Raising the credit ratio means lower risk and therefore higher return as the yield decreases and the value of the bond increases. At the end of S1FY22, the debt-weighted credit ratio is greater than 2, which is a positive sign for such funds. The annual returns of this category of funds already give an idea of the returns to be expected from these funds. The following table shows the returns by calendar year for credit risk funds:
On an annual basis, credit risk funds averaged 8.56% return, but there were funds such as UTI Credit Risk Fund, Baroda Credit Risk Fund, IDBI Credit Risk Fund, Franklin India Credit Risk Fund. and Nippon India Credit Risk Fund which gave double – number returns of 20.92 percent, 18.71 percent, 15.55 percent, 12.82 percent and 12.80 percent, respectively.
Should you invest in these funds?
To conclude, we believe that there is still room for credit risk funds to provide better returns as the spreads between AAA and AA are still attractive, but not as attractive as they were the day after.
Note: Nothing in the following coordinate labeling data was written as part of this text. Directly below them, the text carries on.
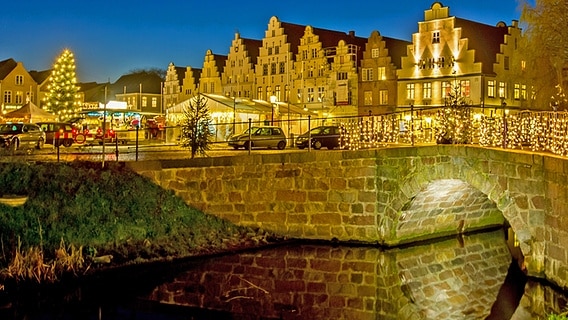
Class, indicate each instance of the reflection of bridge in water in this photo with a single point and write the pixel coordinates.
(450, 279)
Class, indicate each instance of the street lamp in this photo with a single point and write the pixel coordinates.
(273, 102)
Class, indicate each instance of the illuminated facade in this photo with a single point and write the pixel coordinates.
(17, 86)
(448, 52)
(238, 77)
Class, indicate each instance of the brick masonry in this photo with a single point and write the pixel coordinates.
(385, 195)
(443, 280)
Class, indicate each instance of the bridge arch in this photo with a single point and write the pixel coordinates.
(479, 175)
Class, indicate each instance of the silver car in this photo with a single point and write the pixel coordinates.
(259, 137)
(21, 136)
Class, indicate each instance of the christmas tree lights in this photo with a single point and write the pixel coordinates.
(62, 98)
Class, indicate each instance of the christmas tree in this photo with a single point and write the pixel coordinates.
(62, 98)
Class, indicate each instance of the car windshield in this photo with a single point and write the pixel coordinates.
(10, 128)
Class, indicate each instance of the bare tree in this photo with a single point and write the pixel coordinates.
(195, 127)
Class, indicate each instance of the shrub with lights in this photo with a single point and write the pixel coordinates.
(62, 98)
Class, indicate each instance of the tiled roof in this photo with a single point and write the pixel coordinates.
(130, 83)
(40, 76)
(6, 67)
(486, 40)
(397, 49)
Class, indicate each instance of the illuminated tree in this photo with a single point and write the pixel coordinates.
(62, 98)
(195, 127)
(454, 123)
(545, 51)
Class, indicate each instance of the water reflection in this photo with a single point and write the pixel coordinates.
(464, 278)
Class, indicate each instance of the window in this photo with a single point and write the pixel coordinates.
(367, 74)
(264, 69)
(310, 94)
(517, 91)
(321, 93)
(375, 53)
(446, 89)
(502, 89)
(410, 91)
(19, 97)
(491, 88)
(427, 90)
(436, 37)
(383, 97)
(7, 96)
(382, 73)
(368, 98)
(465, 88)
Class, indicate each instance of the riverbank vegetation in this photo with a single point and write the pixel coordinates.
(79, 217)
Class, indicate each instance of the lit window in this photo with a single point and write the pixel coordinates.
(427, 90)
(375, 53)
(491, 88)
(436, 37)
(368, 98)
(410, 91)
(383, 97)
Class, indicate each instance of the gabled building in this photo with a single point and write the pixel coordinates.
(17, 86)
(238, 77)
(210, 78)
(173, 85)
(450, 53)
(141, 91)
(377, 74)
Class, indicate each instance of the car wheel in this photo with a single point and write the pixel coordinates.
(40, 143)
(317, 144)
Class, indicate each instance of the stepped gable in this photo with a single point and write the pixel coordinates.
(6, 66)
(253, 47)
(486, 40)
(397, 49)
(129, 83)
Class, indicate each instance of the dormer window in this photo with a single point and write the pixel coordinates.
(436, 37)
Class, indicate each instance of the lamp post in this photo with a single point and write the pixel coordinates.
(273, 102)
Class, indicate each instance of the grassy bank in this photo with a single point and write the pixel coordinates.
(90, 216)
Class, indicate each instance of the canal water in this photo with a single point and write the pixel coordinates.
(470, 277)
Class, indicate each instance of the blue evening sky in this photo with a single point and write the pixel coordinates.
(112, 38)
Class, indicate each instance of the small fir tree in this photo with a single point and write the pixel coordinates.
(454, 120)
(62, 98)
(195, 127)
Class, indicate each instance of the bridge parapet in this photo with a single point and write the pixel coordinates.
(385, 195)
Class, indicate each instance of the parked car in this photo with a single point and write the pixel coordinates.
(59, 133)
(21, 136)
(260, 137)
(323, 136)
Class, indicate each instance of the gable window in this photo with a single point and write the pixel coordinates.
(383, 97)
(491, 88)
(367, 74)
(436, 37)
(375, 53)
(410, 91)
(427, 90)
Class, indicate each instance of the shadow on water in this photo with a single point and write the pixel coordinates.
(471, 277)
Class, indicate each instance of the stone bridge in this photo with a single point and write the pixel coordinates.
(389, 196)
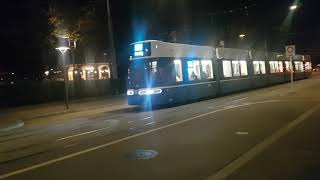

Franklin Templeton fiasco. We believe that he is an aggressive risk-taking investor who should not invest more than 10 percent of his debt portfolio in credit risk funds. Also, it should be included in the satellite wallet and not be part of your main wallet. In addition, credit risk funds should be actively managed depending on the credit situation and the overall performance of businesses and the economy. So if you understand these nuances, you can still invest in such funds as part of your tactical investing strategy.